Gating Python / Node

  • Add a threaded-Python and a Node guest test. The threading, futex, and signal-delivery prerequisites are now done and unit-tested; what's left is an end-to-end guest that combines them. A single-threaded python3 -c guest already runs (arm64_elf.cpp); extend to a threaded-Python script and a real Node guest to shake out anything the micro-tests miss.

Performance

  • Validate beyond Apple Silicon. Current numbers are from an Asahi/Apple-Silicon dev box — real arm64, but one microarchitecture. Shape holds (reads free, each CoW write ≈ one ~3 µs VM-exit, prefetch removes exits), but absolute µs will differ on arm64 servers (Graviton/Ampere) and on BlueField 4. DPU cores are likely slower per-core, which would make the prefetch win larger. Not a gate — a confidence check.

  • Reduce fixed per-fork cost (~88 µs). Page-table setup per fork is a flat overhead independent of workload — a separate lever if per-agent latency matters.

Done

  • Guest signal-handler delivery on ARM64. Signals::enter no longer throws: it now redirects EL0 to the registered handler the same way the cooperative scheduler redirects threads. It saves the interrupted EL0 frame (via cpu.registers() at EL1h → ELR_EL1/SP_EL0) into the per-thread sigret slot, then sets x0=sig, x30=SIGRETURN_ADDR, pc=handler, and optionally switches to the SA_ONSTACK altstack. A 2-instruction rt_sigreturn trampoline (movz x8,#139; svc #0) lives in the unused 16th vector slot (SIGRETURN_ADDR, EL0-executable); the handler returns into it, and the new rt_sigreturn (139) syscall restores the saved frame — exactly like Thread::resume. tgkill now delivers to a registered handler (SIG_DFL/ SIG_IGN and the default-ignored signals keep their old dispositions; unhandled fatal signals still terminate with 128+sig). sigaltstack storage was unified onto gettid() (was hardcoded per_thread(0) on arm64) so delivery reads back the stack the guest set. New tests/unit/arm64_signals.cpp (8 cases): delivery+resume, context preservation, 1000× repeated delivery, SIG_IGN drop, SA_ONSTACK, unhandled-fatal terminate, a signal raised on a worker thread under the scheduler, and nested delivery (a handler that raises a second signal). 4/4 arm64 suites pass. A code-review pass then hardened it: the per-thread sigret is now a stack of frames so nested signals restore correctly (was a single slot that lost the outer frame); the SA_ONSTACK top is 16-byte aligned per AAPCS; static_asserts guard the packed 16th-vector-slot layout; and a pre-existing amd64 off-by-one in Signals::enter (signals.at(sig) vs the sig-1 storage) was fixed. Known limits (acceptable, matching the minimal amd64 model; revisit if a guest needs them): no signal masking / sa_mask during the handler (same signal can re-enter, though the frame stack keeps nesting safe); no siginfo/ucontext (x1/x2) for SA_SIGINFO handlers — only x0=sig; FP/SIMD not saved across the handler (AAPCS callee-saved are safe); synchronous delivery only (tgkill/raise/pthread_kill — no async/timer signals exist in this model).

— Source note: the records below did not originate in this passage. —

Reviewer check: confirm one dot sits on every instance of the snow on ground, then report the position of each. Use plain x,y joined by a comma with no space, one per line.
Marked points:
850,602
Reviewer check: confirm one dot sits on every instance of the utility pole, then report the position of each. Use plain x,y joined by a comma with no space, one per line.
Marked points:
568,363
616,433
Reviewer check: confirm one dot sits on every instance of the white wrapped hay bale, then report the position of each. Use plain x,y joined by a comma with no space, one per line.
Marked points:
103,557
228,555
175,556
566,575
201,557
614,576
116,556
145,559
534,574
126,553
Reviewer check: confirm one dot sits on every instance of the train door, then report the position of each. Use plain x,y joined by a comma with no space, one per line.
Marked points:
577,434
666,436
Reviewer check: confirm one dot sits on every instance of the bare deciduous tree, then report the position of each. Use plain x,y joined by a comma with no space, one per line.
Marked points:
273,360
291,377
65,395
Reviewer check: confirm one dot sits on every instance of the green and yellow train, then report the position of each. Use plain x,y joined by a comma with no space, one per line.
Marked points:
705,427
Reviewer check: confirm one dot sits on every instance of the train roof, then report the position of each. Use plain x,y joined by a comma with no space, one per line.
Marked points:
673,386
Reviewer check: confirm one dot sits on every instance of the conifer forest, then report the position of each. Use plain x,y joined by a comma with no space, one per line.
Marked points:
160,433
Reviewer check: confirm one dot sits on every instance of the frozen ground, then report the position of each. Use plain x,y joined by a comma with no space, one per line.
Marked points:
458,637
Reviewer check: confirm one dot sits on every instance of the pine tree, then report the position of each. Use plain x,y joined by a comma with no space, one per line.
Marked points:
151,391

Decided / not doing (kept for context)

  • Option B (read-access tracking via AF faults): not worth building for the warm-fork model — reads never fault (benchmark: 256 reads → 0 faults), so there is nothing to prefetch. Only revisit if the harness switches to a demand-paged / snapshot-restore memory model.

  • True SMP (parallel vCPUs): not planned. The warm-fork model is one vCPU per agent; guest threads run cooperatively on that vCPU, matching amd64.

Housekeeping (low priority)

  • unittests.yml jobs are green no-ops on hosted runners. Both jobs use runs-on: ubuntu-latest (x86_64, no /dev/kvm), so the KVM gate skips all build/test steps and PRs show passing checks with zero tests run. Needs self-hosted KVM runners (x86_64 and aarch64) or the green check is misleading.

  • Document get_accessed_pages semantics in paging.hpp — arm64 reports written (not read) pages, reset per fork; reads untracked by design (AF pre-set).

  • Decide whether to commit src/arm64_bench.cpp + its CMake target, or keep it local as a profiling tool.